Testing Framework and Methodology

  • Supported GNN Models: Four mainstream architectures: GCN, GraphSAGE, GAT, GIN.
  • Datasets: Covers node classification (Cora, PubMed, ogbn-arxiv, etc.), link prediction (ogbl-collab), and knowledge graph completion (ogbl-biokg). The ogbn-products dataset requires mini-batch sampling.
  • Compilation Modes: Compares five modes: Eager (default), Default, Reduce Overhead, Max Autotune, Max Autotune No Cudagraphs. It also studies the impact of the dynamic parameter (auto/True/False) on dynamic shape handling.

Key Technical Details

  • Dynamic Shape Handling: Three strategies (auto/True/False) to handle the dynamic nature of GNN inputs.
  • Fixes: Fixes for GCN self-loop addition and normalization calculations to ensure test accuracy.
  • Automation Scripts: run_experiments.sh (full experiments), run_gin_accuracy.sh (GIN accuracy test), run_products.sh (large-scale dataset test).
4

Section 04

Test Results and Key Findings

Overall Performance

508 out of 580 experiments succeeded, with OOM errors being the main failure reason, indicating that torch.compile() has good stability in GNN scenarios.

Inference Latency

Most compilation modes reduce inference latency:

  • PyG: The Max Autotune mode has a significant acceleration effect.
  • DGL: The eager mode is already optimized, but compilation still provides additional benefits.

Memory Usage

  • Compilation modes may increase memory overhead; a trade-off between performance and memory constraints is needed.
  • DGL has better memory efficiency; the Max Autotune mode has the highest memory usage.

Framework Comparison

  • DGL's eager mode outperforms PyG's compiled modes in some scenarios.
  • PyG combined with torch.compile() has great potential for performance improvement, making it suitable for scenarios pursuing extreme performance.
5

Section 05

Practical Application Value

Guidance for Developers

  1. Optimization Path: Clarify the effect of torch.compile() in GNN scenarios to help decide whether to invest in compilation optimization.
  2. Framework Selection: Choose PyG or DGL based on performance requirements.
  3. Deployment Strategy: Formulate production deployment plans based on the trade-off between memory and latency.

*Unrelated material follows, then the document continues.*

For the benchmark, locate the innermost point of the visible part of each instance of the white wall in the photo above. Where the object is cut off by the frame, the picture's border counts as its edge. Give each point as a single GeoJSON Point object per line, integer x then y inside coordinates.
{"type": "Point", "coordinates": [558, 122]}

Contribution to the PyTorch Ecosystem

Verify the effectiveness of torch.compile() in GNN scenarios, help the PyTorch team identify optimization opportunities, and promote improvements in compilation technology.

6

Section 06

Reproducibility and Extensibility

Reproducibility

  • Environment Configuration: Provides a conda environment file (environment.yml), a pip package list (pip_packages.txt), and a snapshot of system information.
  • Analysis Tools: The analyze_results_v12.py script organizes results into an Excel workbook with over 20 analysis dimensions.

Extensibility

The framework supports adding new GNN models (e.g., Transformer-based GNNs), datasets, compilation modes, and optimization strategies.

7

Section 07

Limitations and Future Directions

Limitations

  • The tests focus on node classification and link prediction, with limited coverage of graph-level tasks.
  • Experimental results are affected by hardware configurations (GPU model, CUDA version).
  • Some large-scale dataset tests are limited by memory.

Future Directions

  • Explore the effect of torch.compile() on Heterogeneous Graph Neural Networks (HGNNs).
  • Study compilation optimization strategies for dynamic graph scenarios.
  • Combine Mixed Precision Training (AMP) to further improve performance.